The social and economic context in France was determined by the great changes imposed by the Industrial Revolution, the great urban transformations of the late 19th century, and the emergence of a new bourgeois social class. The impulse of geography, from the organization of the Geographical Society of Paris, the triumph in the construction of the Suez Canal and the determination in the construction of the Panama Canal, are part of the temporal context of the artist.
Gauguin portrayed for film
Gauguin and the Panama Canal is the feature film being prepared by Panamanian filmmaker Frank Spano, who won the Ricardo Miro Award in the theater category with a work of the same name. Spano has a long career in the world of cinema, with several feature films in Spain. Today, we talked with him to learn more about this project and the work it addresses, from a psychological and purely human point of view, the figure of the French artist and his time in Panama.
Why are you so passionate about Paul Gauguin and the Panama Canal?
“My grandfather Efizzio Spano, a cabinetmaker and carpenter, came to Panama from Italy along with other Italian migrants for the construction of the Panama Canal. My family was part of the little Italy built in Vista Hermosa by migrants from that country. I am Panamanian, my mother is Panamanian. It may sound like fiction, but my earliest memory is when I was three years old, climbing down the stairs and walking down the runway at Tocumen Airport. I lived my entire adolescence in Panama. I remember the signing of the Treaties, among other events. I recognize myself as part of this place, of the Canal and all that gravitates around it.
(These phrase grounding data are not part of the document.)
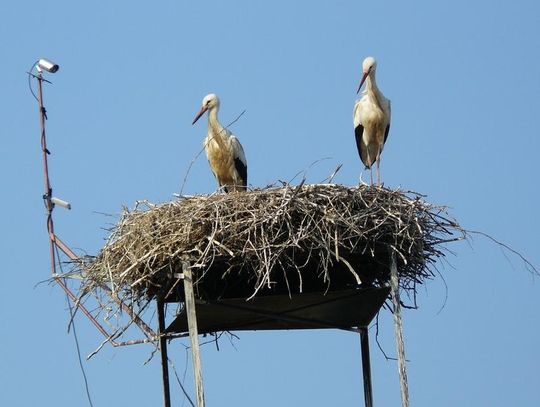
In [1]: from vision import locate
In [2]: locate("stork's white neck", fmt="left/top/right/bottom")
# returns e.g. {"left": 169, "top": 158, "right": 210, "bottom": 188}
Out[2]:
{"left": 207, "top": 106, "right": 223, "bottom": 132}
{"left": 365, "top": 72, "right": 384, "bottom": 108}
{"left": 206, "top": 105, "right": 229, "bottom": 148}
{"left": 366, "top": 71, "right": 379, "bottom": 93}
{"left": 208, "top": 105, "right": 219, "bottom": 123}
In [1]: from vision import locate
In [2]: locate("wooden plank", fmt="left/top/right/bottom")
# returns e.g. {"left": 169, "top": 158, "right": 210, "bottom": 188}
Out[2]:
{"left": 390, "top": 252, "right": 409, "bottom": 407}
{"left": 183, "top": 261, "right": 205, "bottom": 407}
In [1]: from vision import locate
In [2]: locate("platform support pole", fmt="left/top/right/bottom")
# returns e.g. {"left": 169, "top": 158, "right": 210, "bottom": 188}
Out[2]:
{"left": 183, "top": 261, "right": 205, "bottom": 407}
{"left": 390, "top": 252, "right": 410, "bottom": 407}
{"left": 157, "top": 299, "right": 172, "bottom": 407}
{"left": 360, "top": 327, "right": 374, "bottom": 407}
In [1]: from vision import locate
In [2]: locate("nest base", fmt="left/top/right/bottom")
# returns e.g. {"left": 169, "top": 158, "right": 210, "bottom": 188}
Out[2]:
{"left": 166, "top": 286, "right": 390, "bottom": 334}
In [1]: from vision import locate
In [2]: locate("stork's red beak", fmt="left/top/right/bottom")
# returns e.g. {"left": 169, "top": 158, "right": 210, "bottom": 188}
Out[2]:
{"left": 192, "top": 106, "right": 208, "bottom": 125}
{"left": 356, "top": 68, "right": 371, "bottom": 94}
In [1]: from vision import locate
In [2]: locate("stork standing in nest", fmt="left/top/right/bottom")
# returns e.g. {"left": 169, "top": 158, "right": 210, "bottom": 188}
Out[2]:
{"left": 192, "top": 93, "right": 248, "bottom": 192}
{"left": 353, "top": 56, "right": 391, "bottom": 185}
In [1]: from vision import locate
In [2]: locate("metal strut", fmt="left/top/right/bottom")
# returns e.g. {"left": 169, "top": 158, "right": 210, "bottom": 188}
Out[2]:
{"left": 157, "top": 299, "right": 172, "bottom": 407}
{"left": 360, "top": 327, "right": 374, "bottom": 407}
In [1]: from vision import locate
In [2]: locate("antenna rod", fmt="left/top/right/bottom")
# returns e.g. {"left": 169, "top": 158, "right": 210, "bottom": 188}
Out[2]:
{"left": 32, "top": 60, "right": 159, "bottom": 349}
{"left": 37, "top": 72, "right": 56, "bottom": 275}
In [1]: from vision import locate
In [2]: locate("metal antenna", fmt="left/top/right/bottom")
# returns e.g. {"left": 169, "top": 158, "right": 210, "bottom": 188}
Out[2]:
{"left": 31, "top": 60, "right": 157, "bottom": 346}
{"left": 36, "top": 68, "right": 57, "bottom": 276}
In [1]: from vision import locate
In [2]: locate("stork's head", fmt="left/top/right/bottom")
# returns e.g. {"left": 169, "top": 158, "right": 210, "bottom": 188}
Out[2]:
{"left": 192, "top": 93, "right": 220, "bottom": 125}
{"left": 357, "top": 56, "right": 377, "bottom": 94}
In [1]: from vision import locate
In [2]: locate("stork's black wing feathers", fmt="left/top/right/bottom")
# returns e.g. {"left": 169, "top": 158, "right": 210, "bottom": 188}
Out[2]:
{"left": 354, "top": 124, "right": 371, "bottom": 169}
{"left": 384, "top": 123, "right": 390, "bottom": 144}
{"left": 234, "top": 158, "right": 248, "bottom": 189}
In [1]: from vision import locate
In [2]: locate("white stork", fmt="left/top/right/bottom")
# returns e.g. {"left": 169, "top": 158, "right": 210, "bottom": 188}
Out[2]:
{"left": 353, "top": 56, "right": 391, "bottom": 185}
{"left": 192, "top": 93, "right": 248, "bottom": 192}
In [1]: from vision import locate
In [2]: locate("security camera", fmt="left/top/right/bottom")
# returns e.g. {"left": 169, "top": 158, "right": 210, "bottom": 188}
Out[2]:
{"left": 51, "top": 196, "right": 71, "bottom": 210}
{"left": 37, "top": 58, "right": 59, "bottom": 73}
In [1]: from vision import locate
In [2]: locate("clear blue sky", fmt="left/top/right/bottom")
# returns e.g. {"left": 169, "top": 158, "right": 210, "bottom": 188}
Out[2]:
{"left": 2, "top": 1, "right": 539, "bottom": 406}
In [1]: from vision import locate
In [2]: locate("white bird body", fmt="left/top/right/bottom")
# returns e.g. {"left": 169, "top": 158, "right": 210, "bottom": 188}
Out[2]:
{"left": 353, "top": 57, "right": 391, "bottom": 184}
{"left": 193, "top": 94, "right": 247, "bottom": 192}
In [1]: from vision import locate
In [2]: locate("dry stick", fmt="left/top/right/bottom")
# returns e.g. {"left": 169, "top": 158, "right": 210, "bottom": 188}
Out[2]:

Living the Panama of Mano de Piedra Durán, and recognizing myself in the land of seven boxing champions, is part of it. I grew up in a city where, without a passport, it was possible to cross from one country to another. I am part of this place, of common stories that are still beginning to be told. The character of Gauguin is part of those early memories and the object of my narrative need,” Frank Spano tells us.
The theater and the film
“It all began in 2004, when my mother sent to Madrid, from Panama, an envelope with clippings of all kinds. As part of that package were recipes, movie listings, various news items, and among them, a short note that talked about an edition of a book of Gauguin’s letters. I looked for the publication and found all the painter’s letters and the references of his visit to Panama. The obvious was revealed: Gauguin had identified Panama as a destination to solve the most intricate labyrinths of his existence, and it was then that I decided to immerse myself in his inner world. Then, encouraged by my mother, I entered the play, Gauguin and the Panama Canal, in the Ricardo Miro competition in 2005. Since then, and for more than ten years, I have been delving into the existential universe of the painter.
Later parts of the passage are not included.